L'alimentation

L’alimentation joue un rôle important dans la prévention du cancer. De nombreux cancers sont provoqués ou favorisés par des facteurs externes : au moins 40% sont liés à des comportements que nous pouvons modifier [INCa : Institut National du Cancer].

Les conseils nutritionnels présentés ci-dessous s’appuient sur les recommandations WCRF (World Cancer Research Fund International) de 2014.

  • Maintenir le poids corporel dans la fourchette normale à partir de l'âge de 21 ans. Évitez le gain de poids et l'augmentation du tour de taille à l'âge adulte.

  • Soyez physiquement actif, ce qui équivaut à une marche rapide pendant au moins 30 minutes par jour. 
    > À mesure que la condition physique s'améliore, viser 60 minutes ou plus d'activité physique modérée ou pendant 30 minutes ou plus d'activité physique vigoureuse tous les jours 2 ou 3.
    > Limiter les habitudes sédentaires comme regarder la télévision…

  • Limiter la consommation de produits à forte densité calorique, c’est-à-dire les produits de plus de 225 kcal/100g (boissons sucrées, plats préparés, pâtisseries, restauration rapide, …).
    > Les jus de fruit passent dans la catégorie des boissons sucrées. Leur consommation devrait se limiter à 1 verre par jour. Il faut privilégier les fruits pressés aux jus industriels très riches en sucres ajoutés.
    > Les céréales du petit déjeuner sont en général sucrées.
    > Les aliments issus des « FAST FOOD » sont à consommer avec modération et au mieux éliminés.

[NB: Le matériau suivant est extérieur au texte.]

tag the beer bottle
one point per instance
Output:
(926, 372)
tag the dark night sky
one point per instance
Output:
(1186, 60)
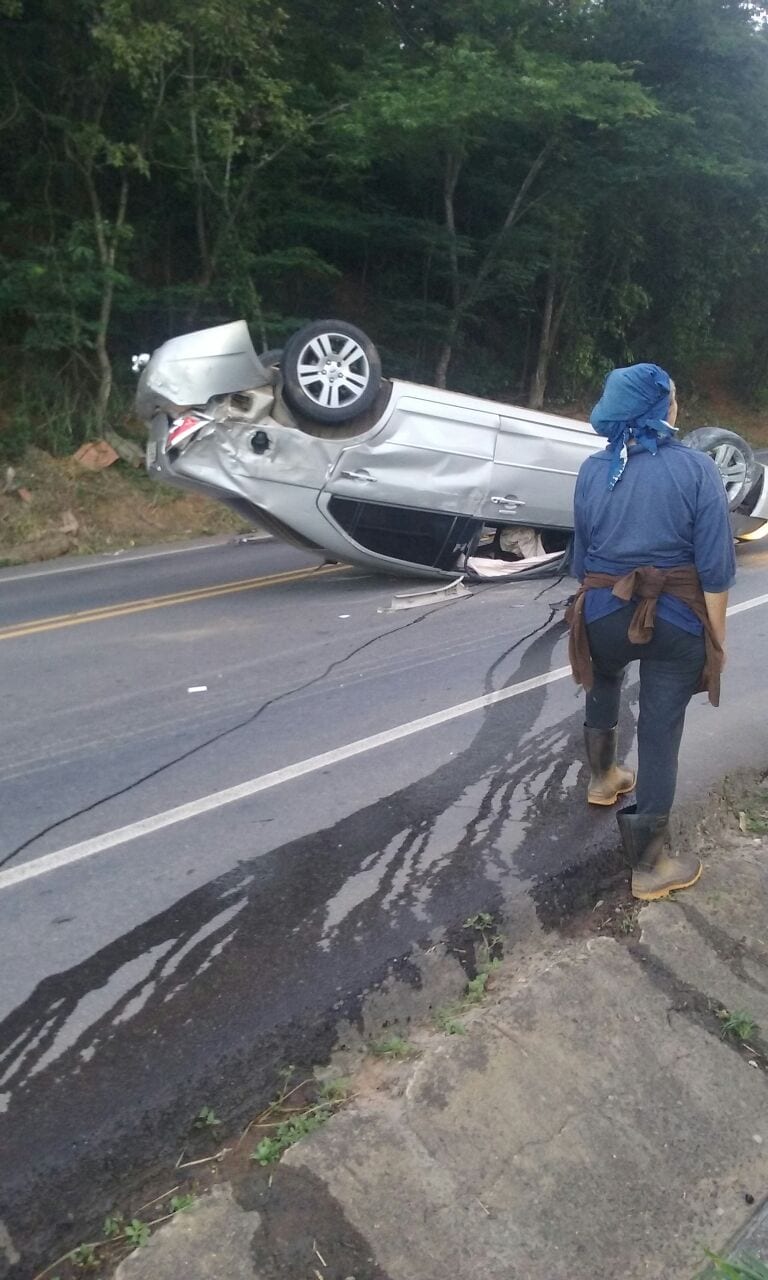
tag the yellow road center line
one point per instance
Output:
(161, 602)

  • Manger au moins 5 portions de fruits et légumes par jour. Les féculents (pomme de terre, pâtes, riz, semoule,…), les légumes secs, les fruits secs et les graines ne sont pas inclus dans ce groupe.
    > Les tailles de portion recommandées sont de 80 à 100g.
    > Pas plus d’un verre de jus de fruit par jour, qui dans cette limite peut compter pour une portion de fruits et légumes. Privilégiez les fruits frais pressés.
    > Toutes les formes de fruits et légumes sont prises en compte : frais, surgelés ou en conserve. Pour les fruits en conserve, privilégier les fruits au sirop léger, sans consommer ce sirop.

Les rations doivent comprendre une variété de légumes et de fruits de différentes couleurs (compris le rouge, le vert, le jaune, le blanc, le violet et l'orange) mais aussi des produits à base de tomates et les légumes allium tels que l'ail.

  • Les féculents (pommes de terre, pates, pain, riz,…) apportent 50 % de notre énergie quotidienne. Les produits céréaliers complets (pain complet, pates complètes, riz complets, millet, orge, avoine, boulgour, sarrasin,…) et les légumes secs (haricots blancs, haricots rouges, lentilles, pois chiches…) doivent être privilégiés pour votre santé. Pour contribuer à une moyenne d'au moins 25 g de fibre par jour.

  • Favoriser la consommation d’huiles végétales riches en acide gras alpha-linolénique, un oméga-3 (retrouvé particulièrement dans les huiles de colza ou de noix) et d’huile d’olive.

  • Pour les personnes qui consomment de la viande rouge, il est recommandé de ne pas dépasser 500g de viande « rouge » cuite par semaine (le bœuf, le porc, l'agneau et la chèvre). La consommation de viande transformée comme la charcuterie (viande conservée par fumage, salaison ou addition de conservateurs chimiques, y compris dans les plats industriels) doit rester faible.

  • Pour donner du goût à vos plats, privilégier les épices et herbes aromatiques. Trop de sel est dangereux pour la santé.
    > Limiter les ajouts de sel en cuisine et à table.
    > Goûter avant de saler les plats.
    > Ne pas ajouter de sel lors de la préparation de produits en conserve.
    > Utiliser le sel iodé.

La dose recommandée de sel/jour est en moyenne de 5 g. Or, notre alimentation industrialisée apporte environ 10 g de sel par jour. Attention aux apports cachés en sel dans les conserves et les plats préparés industriels. Les méthodes de conservation qui n'utilisent pas ou n'ont pas besoin de sel comprennent la réfrigération, la congélation, le séchage, l'embouteillage, la mise en conserve.

  • Consommer 2 produits laitiers par jour, privilégier les fromages les plus riches en calcium et les moins gras.

  • Boire de l’eau à volonté.

  • L’alcool n’est pas recommandé. Vous trouverez plus d’informations dans la rubrique Alcool.

  • Consommer des compléments alimentaires régulièrement (gélules, cachets, poudres) sans prescription médicale peut être nocif pour la santé. Une alimentation variée et équilibrée répond aux besoins nutritionnels de l’organisme.

Les compléments alimentaires ne sont pas recommandés pour la prévention du cancer.